If you know anyone who's going to have visitors or house guests, a batch of this muffin mixture in a plastic tub or bowl is a nice homemade gift. Add a new muffin pan, if you think they might not have one.
The original recipe specifies 2 cups raisins but I think it's better if you add more. It's worth buying real buttermilk instead of substituting soured milk for this recipe.
- 2 cups boiling water
- 2 cups natural bran
- 5 cups Robin Hood all purpose flour
- 5 tsp. baking soda
- 1 tsp salt
- 1 cup butter, margarine or shortening
- 3 cups white granulated sugar
- 4 beaten eggs
- 4 cups buttermilk (1 quart)
- 4 cups Old Mill oats
- 2-4 cups raisins or dried fruit
- Pour boiling water over bran and let stand.
- Combine flour, baking soda and salt in a very large bowl or a large pot. Mix well.
- In a separate large bowl, cream butter and sugar.
- Add eggs and buttermilk.
- Stir butter mixture into flour mixture.
- Stir in oats, raisins and soaked bran just till blended.
- Grease muffin tins or line with paper cupcake liners.
- Fill each liner 3/4 full.
- For small muffins (without a muffin-top) use an ice-cream scoop, and measure one level scoop for each muffin.
- Bake muffins in preheated 375 degree F oven (or 350 degrees F convection) 15-20 minutes until golden and top is firm and bounces back to the touch.
- Loosen edges if necessary and take muffins out of hot pan to cool on wire rack.
- Store unused muffin batter in a container with a lid, refrigerate up to two months.
- To bake refrigerated batter, spoon cold batter into muffin pans as above.
- Bake in preheated 375 degree F oven 20-25 minutes.
Crosbys Molasses Bran Muffins
I haven't tried this recipe yet but will when I have molasses left-over after making gingerbread.
If you have the molasses, you could make your own fresh brown sugar instead of buying a bag that might harden unused in the cupboard. To make light brown sugar, stir 1-1/2 Tbsp light or dark molasses into 1 cup white sugar.
If you have brown sugar in the cupboard and it has hardened, try this idea from Martha Stewart: put the brown sugar in a microwavable bowl, drape with 1-2 damp paper towels, cover the bowl with plastic wrap and microwave on high for 10-second intervals until the sugar is soft, then stir with a fork and use right away.
Note: Baking the muffins initially at a higher temperature is supposed to result in a higher muffin-top.
- 6 cups natural wheat bran
- 2 cups boiling water
- 1 cup butter, softened
- 1 1/3 cups brown sugar
- 4 eggs
- 4 cups buttermilk
- 1 cup Crosby’s Fancy Molasses
- 5 cups flour, spooned in
- 2 Tbsp baking soda
- 1 Tbsp baking powder
- 1/2 tsp salt
- Preheat oven to 425 F and prepare muffin pans.

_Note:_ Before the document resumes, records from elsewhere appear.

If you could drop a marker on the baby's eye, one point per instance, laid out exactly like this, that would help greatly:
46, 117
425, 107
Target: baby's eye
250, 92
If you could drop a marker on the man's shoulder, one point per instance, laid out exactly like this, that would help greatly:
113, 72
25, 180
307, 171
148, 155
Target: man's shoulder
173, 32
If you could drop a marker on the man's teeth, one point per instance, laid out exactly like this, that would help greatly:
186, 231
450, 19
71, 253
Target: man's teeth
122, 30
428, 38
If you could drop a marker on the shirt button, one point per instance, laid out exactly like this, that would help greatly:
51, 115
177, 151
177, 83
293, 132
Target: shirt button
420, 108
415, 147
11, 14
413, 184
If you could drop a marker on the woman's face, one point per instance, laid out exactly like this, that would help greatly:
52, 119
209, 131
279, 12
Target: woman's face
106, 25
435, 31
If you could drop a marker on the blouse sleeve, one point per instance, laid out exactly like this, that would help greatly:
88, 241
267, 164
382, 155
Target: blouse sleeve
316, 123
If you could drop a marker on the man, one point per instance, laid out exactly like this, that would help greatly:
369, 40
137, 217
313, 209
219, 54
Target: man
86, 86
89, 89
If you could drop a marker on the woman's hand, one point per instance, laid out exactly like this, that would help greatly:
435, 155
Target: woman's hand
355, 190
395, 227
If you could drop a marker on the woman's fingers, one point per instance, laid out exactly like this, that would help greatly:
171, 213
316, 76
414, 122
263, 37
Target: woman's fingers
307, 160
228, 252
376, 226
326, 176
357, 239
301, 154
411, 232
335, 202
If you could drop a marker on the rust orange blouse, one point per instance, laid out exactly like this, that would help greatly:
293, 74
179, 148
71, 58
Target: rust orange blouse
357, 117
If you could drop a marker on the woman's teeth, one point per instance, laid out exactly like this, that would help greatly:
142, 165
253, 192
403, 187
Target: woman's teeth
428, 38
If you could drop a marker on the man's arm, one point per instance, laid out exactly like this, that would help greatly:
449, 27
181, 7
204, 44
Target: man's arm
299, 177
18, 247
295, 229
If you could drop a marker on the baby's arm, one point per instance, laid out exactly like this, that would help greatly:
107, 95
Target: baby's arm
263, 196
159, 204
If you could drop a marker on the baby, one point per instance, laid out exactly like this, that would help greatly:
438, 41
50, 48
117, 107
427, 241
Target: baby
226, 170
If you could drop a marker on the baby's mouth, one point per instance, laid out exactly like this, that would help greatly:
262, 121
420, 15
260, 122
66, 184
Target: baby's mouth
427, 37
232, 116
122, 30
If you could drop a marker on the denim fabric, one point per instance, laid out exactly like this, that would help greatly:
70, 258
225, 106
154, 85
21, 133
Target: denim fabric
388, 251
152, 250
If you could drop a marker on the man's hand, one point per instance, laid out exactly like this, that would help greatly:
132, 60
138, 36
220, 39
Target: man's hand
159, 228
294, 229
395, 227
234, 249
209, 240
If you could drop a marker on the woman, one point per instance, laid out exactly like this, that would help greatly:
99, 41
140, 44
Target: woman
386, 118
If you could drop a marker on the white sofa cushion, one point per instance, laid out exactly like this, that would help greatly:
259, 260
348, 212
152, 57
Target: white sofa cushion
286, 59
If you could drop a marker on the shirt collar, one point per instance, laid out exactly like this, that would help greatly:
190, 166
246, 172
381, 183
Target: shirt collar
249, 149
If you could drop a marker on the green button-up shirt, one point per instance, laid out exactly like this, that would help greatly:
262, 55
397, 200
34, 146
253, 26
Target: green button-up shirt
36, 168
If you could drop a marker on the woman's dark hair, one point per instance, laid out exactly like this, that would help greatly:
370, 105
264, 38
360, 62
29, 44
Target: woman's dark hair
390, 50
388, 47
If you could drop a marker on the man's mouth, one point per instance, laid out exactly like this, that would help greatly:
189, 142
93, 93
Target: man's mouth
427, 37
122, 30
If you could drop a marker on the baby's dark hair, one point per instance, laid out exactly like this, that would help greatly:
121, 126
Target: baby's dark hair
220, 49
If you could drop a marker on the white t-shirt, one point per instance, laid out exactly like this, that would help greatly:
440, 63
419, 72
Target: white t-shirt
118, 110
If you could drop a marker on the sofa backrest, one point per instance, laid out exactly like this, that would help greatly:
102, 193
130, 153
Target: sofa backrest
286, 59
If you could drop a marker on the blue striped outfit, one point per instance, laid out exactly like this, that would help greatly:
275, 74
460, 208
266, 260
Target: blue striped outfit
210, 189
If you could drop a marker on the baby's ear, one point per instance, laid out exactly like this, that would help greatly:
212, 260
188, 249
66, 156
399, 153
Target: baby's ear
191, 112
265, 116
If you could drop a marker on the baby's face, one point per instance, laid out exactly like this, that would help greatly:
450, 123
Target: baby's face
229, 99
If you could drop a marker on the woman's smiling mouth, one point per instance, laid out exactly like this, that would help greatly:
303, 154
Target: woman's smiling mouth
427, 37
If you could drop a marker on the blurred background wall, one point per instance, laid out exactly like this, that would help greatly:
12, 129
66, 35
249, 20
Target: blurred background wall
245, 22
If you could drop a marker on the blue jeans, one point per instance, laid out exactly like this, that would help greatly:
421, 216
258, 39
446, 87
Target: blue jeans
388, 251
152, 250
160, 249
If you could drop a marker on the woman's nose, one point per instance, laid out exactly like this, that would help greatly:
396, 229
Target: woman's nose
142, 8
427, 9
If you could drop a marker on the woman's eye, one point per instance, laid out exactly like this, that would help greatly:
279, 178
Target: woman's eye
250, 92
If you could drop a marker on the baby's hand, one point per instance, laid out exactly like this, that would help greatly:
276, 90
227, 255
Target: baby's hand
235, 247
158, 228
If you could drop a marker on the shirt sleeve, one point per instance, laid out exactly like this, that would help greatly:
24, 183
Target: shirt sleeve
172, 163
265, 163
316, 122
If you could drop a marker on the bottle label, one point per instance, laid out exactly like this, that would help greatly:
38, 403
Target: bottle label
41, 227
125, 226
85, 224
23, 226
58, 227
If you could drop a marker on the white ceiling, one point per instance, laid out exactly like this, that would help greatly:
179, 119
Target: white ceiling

- Measure the wheat bran into a large bowl and cover with boiling water. Stir and let sit.
- In another bowl, whisk together flour, baking soda, baking powder and salt. Set aside.
- In a large bowl, cream butter and sugar. Add eggs, one at a time, mixing well after each addition. Whisk in the molasses and buttermilk.
- Add flour mixture and stir gently until almost combined. Stir in wheat bran mixture and mix gently just until incorporated.
- Scoop into prepared muffin cups and bake at 425 F for 5 minutes.
- Reduce oven temperature to 375 F and bake for another 18-20 minutes, until muffin tops spring back lightly when touched.
- Cool in pan for 10 minutes then remove to a cooling rack.